As the documentary ended and the lights were raised, there were more shouts of praise, more smiles, and more hands wiping away tears. Tasha took the stage and sat with Toya Beasley and discussed the making of the docuseries. I’m not sure there was a better moderator than the Radio 103.9 NY host. Beasley deviated from her prepared questions and let the vibe guide her conversation. Here, we learned how they recorded for a week, how her new husband pushed her when she was feeling lazy and told her to take a break when she was over exhausting herself, and how she will never apologize for having Nicki Minaj on her song, “I’m Getting Ready.” A friendship between the two started after Nicki tweeted out praise on Tasha’s BET Celebration of Gospel performance. Tasha was very aware of the rapper’s relationship with the Lord, and when Nicki told the world that she wanted to be on the album under one of Tasha’s Instagram posts, she knew the perfect song to compliment Nicki’s flow and ministry.

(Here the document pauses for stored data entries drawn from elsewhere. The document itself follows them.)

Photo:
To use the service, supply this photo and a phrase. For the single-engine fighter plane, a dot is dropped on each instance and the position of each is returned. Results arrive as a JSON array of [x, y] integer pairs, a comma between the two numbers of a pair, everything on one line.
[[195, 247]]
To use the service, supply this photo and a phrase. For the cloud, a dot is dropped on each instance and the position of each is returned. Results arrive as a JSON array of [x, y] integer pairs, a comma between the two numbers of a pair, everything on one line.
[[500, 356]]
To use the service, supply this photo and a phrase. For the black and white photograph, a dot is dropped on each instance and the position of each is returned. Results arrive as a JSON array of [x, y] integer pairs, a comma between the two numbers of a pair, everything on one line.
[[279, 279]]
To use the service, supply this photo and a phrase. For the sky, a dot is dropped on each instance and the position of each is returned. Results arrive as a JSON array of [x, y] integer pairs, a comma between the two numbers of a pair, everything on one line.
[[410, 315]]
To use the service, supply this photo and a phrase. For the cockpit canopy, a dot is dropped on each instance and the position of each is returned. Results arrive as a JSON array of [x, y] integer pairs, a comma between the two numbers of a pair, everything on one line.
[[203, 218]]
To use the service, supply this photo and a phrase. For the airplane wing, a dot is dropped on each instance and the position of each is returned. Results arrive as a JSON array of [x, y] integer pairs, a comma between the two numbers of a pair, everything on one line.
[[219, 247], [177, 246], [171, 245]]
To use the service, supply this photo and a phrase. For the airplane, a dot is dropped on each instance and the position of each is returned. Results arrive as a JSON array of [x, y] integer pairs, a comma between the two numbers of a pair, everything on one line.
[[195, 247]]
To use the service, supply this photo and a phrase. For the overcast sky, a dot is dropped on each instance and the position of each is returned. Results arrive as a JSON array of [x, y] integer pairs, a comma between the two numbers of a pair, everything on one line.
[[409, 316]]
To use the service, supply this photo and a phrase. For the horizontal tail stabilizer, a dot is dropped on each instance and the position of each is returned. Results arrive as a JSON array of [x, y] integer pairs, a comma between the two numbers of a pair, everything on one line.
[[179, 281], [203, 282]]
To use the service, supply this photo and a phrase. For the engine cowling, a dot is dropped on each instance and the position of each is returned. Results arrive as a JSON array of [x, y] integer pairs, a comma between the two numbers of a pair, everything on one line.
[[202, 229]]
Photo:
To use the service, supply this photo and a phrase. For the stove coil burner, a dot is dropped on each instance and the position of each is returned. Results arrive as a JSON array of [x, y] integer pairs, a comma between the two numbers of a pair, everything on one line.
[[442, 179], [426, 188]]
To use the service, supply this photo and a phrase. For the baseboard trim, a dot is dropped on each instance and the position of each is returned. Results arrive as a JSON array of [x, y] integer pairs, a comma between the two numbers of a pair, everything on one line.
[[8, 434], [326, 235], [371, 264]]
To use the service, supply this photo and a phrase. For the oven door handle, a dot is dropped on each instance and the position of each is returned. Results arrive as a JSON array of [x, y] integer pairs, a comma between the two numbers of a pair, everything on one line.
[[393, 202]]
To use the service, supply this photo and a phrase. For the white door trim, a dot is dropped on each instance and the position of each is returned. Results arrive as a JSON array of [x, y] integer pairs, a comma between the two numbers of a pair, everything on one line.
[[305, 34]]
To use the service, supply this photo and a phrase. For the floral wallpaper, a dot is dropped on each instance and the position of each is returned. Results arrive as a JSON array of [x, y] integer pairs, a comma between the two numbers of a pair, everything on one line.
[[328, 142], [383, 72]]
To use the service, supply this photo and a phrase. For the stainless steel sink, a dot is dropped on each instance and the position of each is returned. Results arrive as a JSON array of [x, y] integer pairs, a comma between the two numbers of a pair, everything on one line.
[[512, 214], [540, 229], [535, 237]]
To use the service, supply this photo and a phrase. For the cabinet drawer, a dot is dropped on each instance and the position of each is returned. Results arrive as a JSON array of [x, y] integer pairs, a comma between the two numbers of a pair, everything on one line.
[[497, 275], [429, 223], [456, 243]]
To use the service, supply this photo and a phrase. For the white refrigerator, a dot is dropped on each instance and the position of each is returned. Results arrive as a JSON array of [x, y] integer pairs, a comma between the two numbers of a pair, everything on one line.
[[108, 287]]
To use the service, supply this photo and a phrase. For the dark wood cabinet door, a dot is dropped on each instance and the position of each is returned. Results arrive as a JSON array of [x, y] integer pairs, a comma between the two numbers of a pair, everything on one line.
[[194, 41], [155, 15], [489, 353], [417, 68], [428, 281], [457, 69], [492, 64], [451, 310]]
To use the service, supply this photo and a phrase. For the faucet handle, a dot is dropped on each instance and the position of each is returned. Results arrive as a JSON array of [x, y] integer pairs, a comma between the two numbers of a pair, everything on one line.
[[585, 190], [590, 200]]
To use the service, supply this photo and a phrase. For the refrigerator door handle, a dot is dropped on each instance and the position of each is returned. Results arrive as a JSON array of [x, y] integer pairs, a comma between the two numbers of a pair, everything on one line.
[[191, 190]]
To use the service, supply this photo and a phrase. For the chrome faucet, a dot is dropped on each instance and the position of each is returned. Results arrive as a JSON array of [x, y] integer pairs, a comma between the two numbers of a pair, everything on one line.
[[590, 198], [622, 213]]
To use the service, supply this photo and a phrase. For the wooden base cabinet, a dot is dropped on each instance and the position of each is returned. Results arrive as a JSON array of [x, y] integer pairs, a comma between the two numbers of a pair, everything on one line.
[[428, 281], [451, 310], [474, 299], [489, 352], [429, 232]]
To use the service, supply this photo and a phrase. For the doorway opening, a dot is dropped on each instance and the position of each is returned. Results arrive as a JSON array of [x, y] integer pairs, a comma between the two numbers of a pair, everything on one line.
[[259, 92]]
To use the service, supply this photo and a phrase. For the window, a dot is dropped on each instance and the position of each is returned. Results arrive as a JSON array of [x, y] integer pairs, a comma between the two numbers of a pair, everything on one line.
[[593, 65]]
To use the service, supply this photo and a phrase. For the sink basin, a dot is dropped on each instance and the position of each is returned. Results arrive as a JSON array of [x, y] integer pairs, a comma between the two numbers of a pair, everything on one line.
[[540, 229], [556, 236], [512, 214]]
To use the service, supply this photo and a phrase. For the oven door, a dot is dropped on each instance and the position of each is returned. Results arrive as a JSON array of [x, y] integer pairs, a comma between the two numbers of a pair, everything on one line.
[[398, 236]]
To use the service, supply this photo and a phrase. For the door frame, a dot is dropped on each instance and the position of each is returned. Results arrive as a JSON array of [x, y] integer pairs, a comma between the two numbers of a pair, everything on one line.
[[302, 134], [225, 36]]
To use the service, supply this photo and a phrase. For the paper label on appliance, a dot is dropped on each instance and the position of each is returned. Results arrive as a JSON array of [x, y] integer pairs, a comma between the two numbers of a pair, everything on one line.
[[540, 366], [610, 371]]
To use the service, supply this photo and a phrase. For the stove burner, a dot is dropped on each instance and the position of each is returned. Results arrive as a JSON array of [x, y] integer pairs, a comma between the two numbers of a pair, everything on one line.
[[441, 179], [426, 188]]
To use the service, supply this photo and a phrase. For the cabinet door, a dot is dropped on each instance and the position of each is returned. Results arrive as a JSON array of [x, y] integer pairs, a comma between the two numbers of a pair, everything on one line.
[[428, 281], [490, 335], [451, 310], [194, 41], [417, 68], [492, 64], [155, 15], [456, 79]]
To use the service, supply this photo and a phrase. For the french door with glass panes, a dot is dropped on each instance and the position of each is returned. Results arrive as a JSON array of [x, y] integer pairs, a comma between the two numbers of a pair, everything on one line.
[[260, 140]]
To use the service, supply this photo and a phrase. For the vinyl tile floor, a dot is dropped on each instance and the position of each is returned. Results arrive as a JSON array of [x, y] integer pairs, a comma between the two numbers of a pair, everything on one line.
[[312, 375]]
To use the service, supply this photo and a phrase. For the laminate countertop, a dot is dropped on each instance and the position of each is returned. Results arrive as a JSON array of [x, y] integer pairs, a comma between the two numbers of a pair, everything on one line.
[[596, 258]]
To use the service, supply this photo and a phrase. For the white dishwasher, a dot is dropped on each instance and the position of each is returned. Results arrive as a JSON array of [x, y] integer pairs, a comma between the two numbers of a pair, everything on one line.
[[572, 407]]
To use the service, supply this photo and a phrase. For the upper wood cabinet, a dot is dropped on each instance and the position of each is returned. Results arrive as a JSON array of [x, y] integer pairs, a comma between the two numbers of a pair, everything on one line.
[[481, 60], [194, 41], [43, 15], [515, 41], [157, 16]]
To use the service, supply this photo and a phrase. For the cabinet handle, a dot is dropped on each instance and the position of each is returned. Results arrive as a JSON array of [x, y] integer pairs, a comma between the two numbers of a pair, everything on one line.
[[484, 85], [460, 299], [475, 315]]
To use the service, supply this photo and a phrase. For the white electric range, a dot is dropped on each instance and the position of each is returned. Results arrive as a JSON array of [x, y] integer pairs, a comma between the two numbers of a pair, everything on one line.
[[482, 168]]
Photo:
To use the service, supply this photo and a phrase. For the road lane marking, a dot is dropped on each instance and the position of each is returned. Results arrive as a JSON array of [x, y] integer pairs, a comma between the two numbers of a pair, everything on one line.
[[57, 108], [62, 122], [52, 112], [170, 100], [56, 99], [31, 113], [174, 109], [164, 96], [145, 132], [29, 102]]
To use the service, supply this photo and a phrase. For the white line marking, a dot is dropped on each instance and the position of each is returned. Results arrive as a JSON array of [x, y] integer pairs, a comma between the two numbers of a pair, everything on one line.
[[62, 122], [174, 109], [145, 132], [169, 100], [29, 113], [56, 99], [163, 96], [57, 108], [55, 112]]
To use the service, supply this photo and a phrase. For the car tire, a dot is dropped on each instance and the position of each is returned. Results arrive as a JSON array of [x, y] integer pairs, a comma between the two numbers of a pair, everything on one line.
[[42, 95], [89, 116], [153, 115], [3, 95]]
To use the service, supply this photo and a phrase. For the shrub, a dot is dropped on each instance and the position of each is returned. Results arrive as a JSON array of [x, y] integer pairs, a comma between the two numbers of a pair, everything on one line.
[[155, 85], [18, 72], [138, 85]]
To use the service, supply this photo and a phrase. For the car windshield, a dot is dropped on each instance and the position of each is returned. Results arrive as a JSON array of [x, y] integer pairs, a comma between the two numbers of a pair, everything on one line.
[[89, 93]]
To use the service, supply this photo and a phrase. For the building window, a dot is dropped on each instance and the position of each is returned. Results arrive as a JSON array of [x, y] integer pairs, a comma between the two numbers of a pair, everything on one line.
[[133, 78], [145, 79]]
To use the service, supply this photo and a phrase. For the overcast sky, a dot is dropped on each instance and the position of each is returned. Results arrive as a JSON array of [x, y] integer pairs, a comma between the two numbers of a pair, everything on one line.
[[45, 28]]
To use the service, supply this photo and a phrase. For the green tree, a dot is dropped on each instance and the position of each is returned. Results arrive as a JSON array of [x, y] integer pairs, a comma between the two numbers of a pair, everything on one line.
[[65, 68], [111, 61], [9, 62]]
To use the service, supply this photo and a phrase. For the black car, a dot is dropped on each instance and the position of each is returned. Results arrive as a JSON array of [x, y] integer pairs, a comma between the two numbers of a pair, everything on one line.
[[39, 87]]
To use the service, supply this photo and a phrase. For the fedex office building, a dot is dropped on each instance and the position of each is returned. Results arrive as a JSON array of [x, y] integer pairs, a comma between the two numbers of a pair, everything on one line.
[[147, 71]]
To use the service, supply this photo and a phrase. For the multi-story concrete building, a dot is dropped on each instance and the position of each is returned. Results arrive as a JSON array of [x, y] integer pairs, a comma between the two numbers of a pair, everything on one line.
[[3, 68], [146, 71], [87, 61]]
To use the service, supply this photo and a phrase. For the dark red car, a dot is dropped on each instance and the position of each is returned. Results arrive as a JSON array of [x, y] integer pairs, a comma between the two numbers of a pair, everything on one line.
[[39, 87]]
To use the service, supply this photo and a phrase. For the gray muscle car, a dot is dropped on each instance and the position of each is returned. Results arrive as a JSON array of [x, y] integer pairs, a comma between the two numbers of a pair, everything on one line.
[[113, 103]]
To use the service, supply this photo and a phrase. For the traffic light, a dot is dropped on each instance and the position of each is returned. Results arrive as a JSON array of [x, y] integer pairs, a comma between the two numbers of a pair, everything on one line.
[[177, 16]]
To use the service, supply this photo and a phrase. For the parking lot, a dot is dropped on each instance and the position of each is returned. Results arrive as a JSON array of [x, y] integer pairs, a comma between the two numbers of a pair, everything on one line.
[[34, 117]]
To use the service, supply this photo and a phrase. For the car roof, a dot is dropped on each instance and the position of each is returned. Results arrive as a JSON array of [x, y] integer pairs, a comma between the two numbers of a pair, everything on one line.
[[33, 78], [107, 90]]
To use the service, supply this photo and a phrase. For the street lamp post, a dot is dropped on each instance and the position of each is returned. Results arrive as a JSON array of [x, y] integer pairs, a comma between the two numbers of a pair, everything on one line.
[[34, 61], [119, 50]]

A song of victory and perseverance, “I’m Getting Ready” speaks promises overflow and serves as a gentle reminder that the Word isn’t that no weapon shall be formed, but that the weapon will not prosper. A message of promised overflow transcends age and genres, and Tasha knew that everyone deserved to be encouraged. Beyond blending genres, at the screening we heard from a mom who wasn’t a fan of Nicki Minaj or her daughter’s lifestyle. She told us all a story of how her daughter was “living in sin”  and trying to guide her had put a strain on the relationship. When Tasha Cobb’s album came out, her daughter called her, knowing that her mother was a fan. “Mom, my girl and your girl have a song together,” she told her mom. When her mom found out it was Nicki Minaj she was shocked, and initially wasn’t a fan even though she hadn’t heard the song. But as my great-aunt’s old pastor used to shout to let us know a shift was coming, “but God!” Her daughter called to remind her mom that though she may not be living exactly how her mother may wish for her, she was still her daughter, and HIS daughter, and had not forgotten what she was taught. The two communicate a lot more after that phone call, and now the mother feels a little differently about Nicki Minaj.

That night, we witnessed something outside of ourselves. We watched worship leaders, musicians, songwriters, spouses, friends and parents come together to give the world the same gift that God had give them: Heart. Passion. Pursuit.